The sudden influx of more than a million migrants — many aiming for Germany — caused many European countries to close their borders — against the rules of the Schengen Agreement, which calls for open borders within member states.
More importantly, the sheer volume of migrants spreading across Europe unchecked, exposed deep flaws in the security of the outer borders of Schengen and the lack of capability to process the migrants. Many arrived in Germany without having been first processed in the country of arrival — which goes against the principle of the Dublin rules which state that all must be processed for asylum purposes wherever the first arrive.
Germany has been calling on EU member states to take back migrants from Germany who originally arrived in their country — but many are refusing to impose the Dublin rules.

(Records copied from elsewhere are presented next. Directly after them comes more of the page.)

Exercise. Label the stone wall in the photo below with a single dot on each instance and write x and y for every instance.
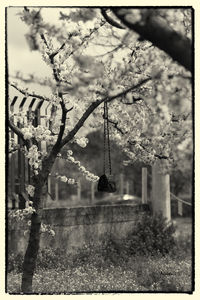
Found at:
(77, 226)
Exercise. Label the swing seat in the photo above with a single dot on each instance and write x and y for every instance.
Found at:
(106, 184)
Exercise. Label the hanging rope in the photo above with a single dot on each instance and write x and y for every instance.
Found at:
(106, 184)
(106, 135)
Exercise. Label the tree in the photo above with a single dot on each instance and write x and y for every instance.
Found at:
(144, 96)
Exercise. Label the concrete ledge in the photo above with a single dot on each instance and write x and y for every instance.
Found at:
(77, 226)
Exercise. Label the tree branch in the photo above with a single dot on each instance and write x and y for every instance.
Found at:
(156, 30)
(18, 132)
(28, 94)
(110, 20)
(93, 106)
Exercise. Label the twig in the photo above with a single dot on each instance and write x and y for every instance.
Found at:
(110, 20)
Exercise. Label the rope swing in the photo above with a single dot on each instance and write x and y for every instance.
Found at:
(106, 184)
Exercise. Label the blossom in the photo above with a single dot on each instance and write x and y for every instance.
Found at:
(30, 190)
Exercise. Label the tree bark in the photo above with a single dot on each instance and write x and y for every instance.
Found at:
(31, 254)
(154, 29)
(30, 258)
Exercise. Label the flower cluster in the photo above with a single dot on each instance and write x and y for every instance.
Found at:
(64, 178)
(40, 133)
(30, 190)
(47, 229)
(89, 176)
(21, 214)
(34, 158)
(82, 142)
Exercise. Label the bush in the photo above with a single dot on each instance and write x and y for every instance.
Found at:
(151, 235)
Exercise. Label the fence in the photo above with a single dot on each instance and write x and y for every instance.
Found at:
(34, 110)
(20, 172)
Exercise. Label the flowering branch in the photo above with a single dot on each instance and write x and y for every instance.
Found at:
(154, 28)
(93, 106)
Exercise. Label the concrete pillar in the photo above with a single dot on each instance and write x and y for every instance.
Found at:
(161, 192)
(144, 185)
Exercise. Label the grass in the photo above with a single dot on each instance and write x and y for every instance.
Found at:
(135, 275)
(110, 269)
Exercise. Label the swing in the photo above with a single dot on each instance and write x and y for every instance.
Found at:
(106, 183)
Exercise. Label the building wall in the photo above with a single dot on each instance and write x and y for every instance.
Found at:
(77, 226)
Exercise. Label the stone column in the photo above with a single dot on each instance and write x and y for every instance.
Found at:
(161, 192)
(144, 185)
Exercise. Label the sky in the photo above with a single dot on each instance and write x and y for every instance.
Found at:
(19, 55)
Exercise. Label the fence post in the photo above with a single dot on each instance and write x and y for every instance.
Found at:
(127, 188)
(56, 190)
(49, 188)
(121, 191)
(92, 192)
(161, 192)
(180, 208)
(144, 185)
(79, 190)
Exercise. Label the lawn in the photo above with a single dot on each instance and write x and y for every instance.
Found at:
(135, 275)
(114, 269)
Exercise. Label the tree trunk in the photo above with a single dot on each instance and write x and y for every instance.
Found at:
(30, 258)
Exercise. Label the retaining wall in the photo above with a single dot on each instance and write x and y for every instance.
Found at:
(77, 226)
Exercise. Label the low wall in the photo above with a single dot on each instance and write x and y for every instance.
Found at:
(77, 226)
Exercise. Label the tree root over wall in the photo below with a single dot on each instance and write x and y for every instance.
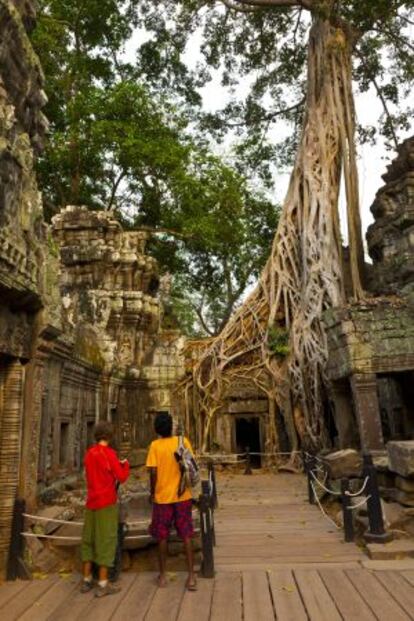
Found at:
(303, 275)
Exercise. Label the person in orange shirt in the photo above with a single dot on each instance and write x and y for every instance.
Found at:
(168, 507)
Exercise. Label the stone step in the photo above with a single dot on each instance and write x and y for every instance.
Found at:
(394, 550)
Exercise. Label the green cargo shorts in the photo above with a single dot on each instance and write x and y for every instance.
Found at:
(100, 536)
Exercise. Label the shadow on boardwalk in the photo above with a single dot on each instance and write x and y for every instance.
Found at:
(276, 557)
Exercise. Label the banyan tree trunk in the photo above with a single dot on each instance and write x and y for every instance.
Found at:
(303, 275)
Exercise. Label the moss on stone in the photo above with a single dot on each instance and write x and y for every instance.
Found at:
(87, 348)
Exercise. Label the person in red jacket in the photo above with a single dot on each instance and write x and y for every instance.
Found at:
(100, 530)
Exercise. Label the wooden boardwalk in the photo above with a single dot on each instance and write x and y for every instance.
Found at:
(276, 557)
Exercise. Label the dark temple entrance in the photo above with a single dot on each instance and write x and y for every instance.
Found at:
(248, 435)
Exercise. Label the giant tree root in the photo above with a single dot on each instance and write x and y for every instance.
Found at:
(303, 275)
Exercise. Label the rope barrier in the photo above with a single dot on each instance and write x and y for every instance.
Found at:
(218, 455)
(322, 509)
(51, 536)
(329, 491)
(348, 493)
(360, 504)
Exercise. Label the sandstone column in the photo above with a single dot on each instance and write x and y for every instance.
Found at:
(11, 416)
(364, 390)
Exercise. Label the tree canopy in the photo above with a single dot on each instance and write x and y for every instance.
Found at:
(263, 43)
(121, 141)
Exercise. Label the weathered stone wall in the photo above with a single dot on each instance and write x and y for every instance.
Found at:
(22, 237)
(391, 237)
(106, 355)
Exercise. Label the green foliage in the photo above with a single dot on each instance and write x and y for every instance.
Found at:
(266, 47)
(124, 139)
(278, 341)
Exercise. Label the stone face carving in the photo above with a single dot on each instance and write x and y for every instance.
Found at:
(391, 237)
(108, 287)
(78, 306)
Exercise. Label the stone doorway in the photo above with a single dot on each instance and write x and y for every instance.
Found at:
(248, 435)
(396, 402)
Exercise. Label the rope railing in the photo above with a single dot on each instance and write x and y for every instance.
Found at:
(314, 465)
(207, 503)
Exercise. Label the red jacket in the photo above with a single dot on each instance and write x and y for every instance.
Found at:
(103, 470)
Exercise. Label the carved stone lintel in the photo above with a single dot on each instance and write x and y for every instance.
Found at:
(365, 396)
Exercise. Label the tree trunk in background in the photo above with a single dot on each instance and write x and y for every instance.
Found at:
(303, 275)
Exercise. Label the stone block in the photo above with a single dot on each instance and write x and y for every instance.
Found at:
(401, 457)
(344, 463)
(404, 484)
(52, 513)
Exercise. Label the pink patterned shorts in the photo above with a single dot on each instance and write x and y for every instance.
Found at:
(177, 513)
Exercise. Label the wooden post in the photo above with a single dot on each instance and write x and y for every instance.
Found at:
(206, 489)
(248, 469)
(376, 533)
(309, 466)
(15, 566)
(207, 565)
(347, 512)
(212, 478)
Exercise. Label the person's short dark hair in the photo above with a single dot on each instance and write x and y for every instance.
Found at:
(163, 424)
(103, 431)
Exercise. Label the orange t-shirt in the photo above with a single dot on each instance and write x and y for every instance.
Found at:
(161, 457)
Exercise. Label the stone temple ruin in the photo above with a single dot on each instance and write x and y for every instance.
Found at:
(81, 334)
(371, 344)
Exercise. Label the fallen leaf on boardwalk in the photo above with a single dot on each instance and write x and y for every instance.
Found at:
(65, 574)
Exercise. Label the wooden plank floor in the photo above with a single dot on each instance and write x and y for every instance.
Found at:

According to figures obtained by Die Linke form the German Ministry of the Interior, between the beginning of 2016 and the end of March 2017, the federal government has made 72,321 so-called takeover requests to other EU countries. However, only 5,321 (7.3 percent) were returned.
The European Commission has been pressing EU member states to reimpose the Dublin rules and also to accept a quota of migrants from Italy and Greece, but has met with resistance from some member states on both counts.
The Commission agreed, September 2015, to relocate 160,000 migrants from Greece and Italy to other EU member states, according to a quota system, based on population and GDP, among other measures. Although the figure was revised downwards, to 98,255, only 20,327 have so far been relocated (June 2) under the scheme.
The Commission has called on Hungary and Poland — who, like Slovakia are refusing to take part in the scheme — or start pledging and relocating immediately, the Czech Republic to restart relocation without delay and Austria, which has now started pledging from Italy, to start pledging from Greece.